Site icon Bacon's Rebellion

The End of Cheap Gasoline — Even the Big Oil Companies Can See It Now

Pardon my broken-record routine, but once again we are forced to confront the challenge of adapting Virginia’s economy to a petroleum-constrained world. Says the Wall Street Journal in a front-page story today: “A growing number of oil-industry chieftains are endorsing an idea long deemed fringe: The world is approaching a practical limt to the number of barrels of crude oil that can be pumped every day.”

Current global oil production runs about 85 million barrels daily. Industry experts are now pegging the upper limit of oil production around 100 million per day. That still allows some slack for growth in global demand — but hardly enough to accommodate China, India and other Third World economies as they reach a level of prosperity where masses of people can afford to buy automobiles.

Says the Journal:

The emergence of a production ceiling would make a monumental shift in the energy world.
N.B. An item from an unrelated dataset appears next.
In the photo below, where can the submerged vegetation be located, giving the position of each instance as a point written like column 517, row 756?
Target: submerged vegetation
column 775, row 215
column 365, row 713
Oil production has averaged a 2.3% annual growth rate since 1965. … This expanding pool of oil, most of it priced cheaply by today’s standards, fueled the post-World War II global economic expansion.

The problems: the aging “giant” fields are playing out. New “giants” are increasingly difficult to find. And when they are, they’re located in increasingly challenging conditions, typically off-shore. Meanwhile, because of low-moderate oil prices in the 1980s and 1990s, the oil industry didn’t develop enough geologists and other skilled workers to meet today’s needs. The industry is increasingly constrained by manpower shortages and steep prices for drilling rigs and other equipment. Combine those economic factors with political decisions in many oil-rich countries to under-invest in their production infrastructure, and there is little hope that global supply can continue accommodating the growth in demand without steep increases in price.

In a few years, we’ll be looking back on $90-per-barrel petroleum and $3-per-gallon gasoline as the good old days.

I am optimistic that the U.S. economy can adapt. We’ll buy cars that get better gas mileage, or don’t use gas at all. People will find ways to drive less. But the “driving less” part of the equation is heavily dependent upon the shape of our human settlement patterns and the design of our transportation infrastructure. Infrastucture and buildings, which are slowly depreciating assets, are much slower to adapt — all the more so when the special interests who profited from the cheap energy era still dominate the political process and continue to push development into the outer edges of our New Urban Regions as if nothing had changed.

Sooner or later, we Virginians will have no choice but to change. The only question is how ugly things get — how much we will have compromised our living standards in a vain effort to put off the final reckoning — before we do.